I feel myself sabotaging my relationship with my best friend.
For the past year I’ve been feeling distant with my best friend. Almost every time I talk to her I feel annoyed and don’t even want to be around her anymore. There isn’t a single thing she’s done to make me feel this way but I think a lot of small things have really started to get to me.
I feel like everyone has to cater to her. All her friends have to go to her and be around her family if we want to hangout but she will very rarely come to my house or do anything with my family. She will come up with any excuse not to come to me.

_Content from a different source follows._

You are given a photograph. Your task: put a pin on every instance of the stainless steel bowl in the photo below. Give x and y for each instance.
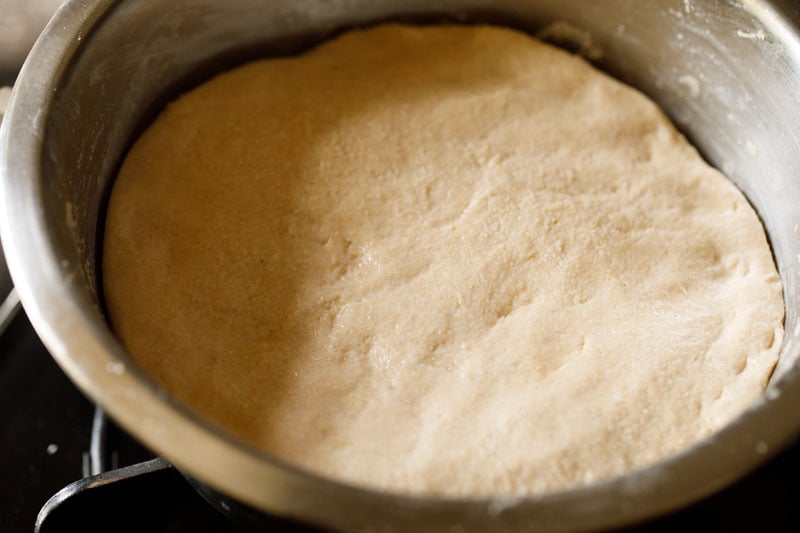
(728, 73)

And i feel like I might get a little hate for this but I’ll just put it out there that we weight the same and are the same size pretty much. But she has gotten so lazy and to the point where she can’t hardly do anything anymore. Like I said I’m the same weight as her but i live a way more active life than her. She can barely leave her house anymore. I always invite her to go on walks with our other friends or to parks and stuff but she won’t come because she can barely walk. It’s just frustrating to me because I work a full time job where I’m on my feet and walking the entire day and still do other active stuff outside of work but she wants me to feel sorry for her because she won’t leave her house.
So we haven’t hungout in a while and I really don’t even want to but I try to pretend I do. Like today we were texting and talking about making plans but I won’t commit to anything because I don’t want to hangout with her even. I feel bad about it but when I’m around her I just get irritated. She is so self centered and wants everyone’s pity.